A data miner is someone who discovers useful information from data to support specific business goals. Data mining isn’t defined by the tool you use.
-
2nd Law of Data Mining, or “Business Knowledge Law”: Business Knowledge is central to every step of the data mining process.
You don’t have to be a fancy statistician to do data mining, but you do have to know something about what the data signifies and how the business works.
-
3rd Law of Data Mining or “Data Preparation Law”: Data preparation is more than half of every data mining process.
Pretty much every data miner will spend more time on data preparation than on analysis.
-
4th Law of Data Mining, or “No Free Lunch for the Data Miner”: The right model for a given application can only be discovered by experiment.

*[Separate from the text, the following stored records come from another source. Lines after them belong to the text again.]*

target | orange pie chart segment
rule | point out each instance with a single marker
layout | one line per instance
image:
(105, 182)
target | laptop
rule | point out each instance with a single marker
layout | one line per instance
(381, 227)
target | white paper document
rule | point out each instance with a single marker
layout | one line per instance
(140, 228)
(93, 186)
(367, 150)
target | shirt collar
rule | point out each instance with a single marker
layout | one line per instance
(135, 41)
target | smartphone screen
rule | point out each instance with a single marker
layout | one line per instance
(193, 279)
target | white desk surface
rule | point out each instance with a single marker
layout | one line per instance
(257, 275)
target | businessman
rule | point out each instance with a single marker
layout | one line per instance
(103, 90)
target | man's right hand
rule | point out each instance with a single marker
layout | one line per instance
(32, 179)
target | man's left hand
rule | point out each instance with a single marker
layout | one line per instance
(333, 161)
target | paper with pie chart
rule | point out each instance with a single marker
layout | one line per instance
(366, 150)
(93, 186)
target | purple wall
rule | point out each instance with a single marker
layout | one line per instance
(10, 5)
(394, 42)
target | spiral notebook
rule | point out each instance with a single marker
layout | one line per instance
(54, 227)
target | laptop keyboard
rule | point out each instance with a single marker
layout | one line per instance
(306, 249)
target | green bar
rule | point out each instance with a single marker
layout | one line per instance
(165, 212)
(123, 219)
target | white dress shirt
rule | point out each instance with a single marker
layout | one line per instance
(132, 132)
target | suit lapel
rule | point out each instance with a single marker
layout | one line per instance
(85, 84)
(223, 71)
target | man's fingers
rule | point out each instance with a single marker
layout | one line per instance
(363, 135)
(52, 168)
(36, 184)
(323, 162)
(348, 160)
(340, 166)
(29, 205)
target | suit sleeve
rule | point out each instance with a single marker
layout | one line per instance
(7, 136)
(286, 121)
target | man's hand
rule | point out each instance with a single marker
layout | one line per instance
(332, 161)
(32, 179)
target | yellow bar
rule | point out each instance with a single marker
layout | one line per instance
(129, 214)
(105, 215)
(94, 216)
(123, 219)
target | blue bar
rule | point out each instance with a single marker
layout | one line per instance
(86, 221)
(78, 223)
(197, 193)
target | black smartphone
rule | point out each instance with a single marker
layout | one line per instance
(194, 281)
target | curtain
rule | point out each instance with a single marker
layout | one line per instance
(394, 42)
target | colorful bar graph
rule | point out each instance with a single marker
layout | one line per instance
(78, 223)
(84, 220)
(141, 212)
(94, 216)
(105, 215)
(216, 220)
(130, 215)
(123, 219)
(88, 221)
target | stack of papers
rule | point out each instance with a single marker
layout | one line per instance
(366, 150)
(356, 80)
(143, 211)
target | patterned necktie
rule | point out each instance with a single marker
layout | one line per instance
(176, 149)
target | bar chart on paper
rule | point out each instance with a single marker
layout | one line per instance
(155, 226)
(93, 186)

In data mining, models are selected through trial and error.
-
5th Law of Data Mining: There are always patterns in the data.
As a data miner, you explore data in search of useful patterns. Understanding patterns in the data enables you to influence what happens in the future.
-
6th Law of Data Mining, or “Insight Law”: Data mining amplifies perception in the business domain.
Data mining methods enable you to understand your business better than you could have done without them.
-
7th Law of Data Mining or “Prediction Law”: Prediction increases information locally by generalization.
Data mining helps us use what we know to make better predictions (or estimates) of things we don’t know.
-
8th Law of Data Mining, or “Value Law”: The value of data mining results is not determined by the accuracy or stability of predictive models.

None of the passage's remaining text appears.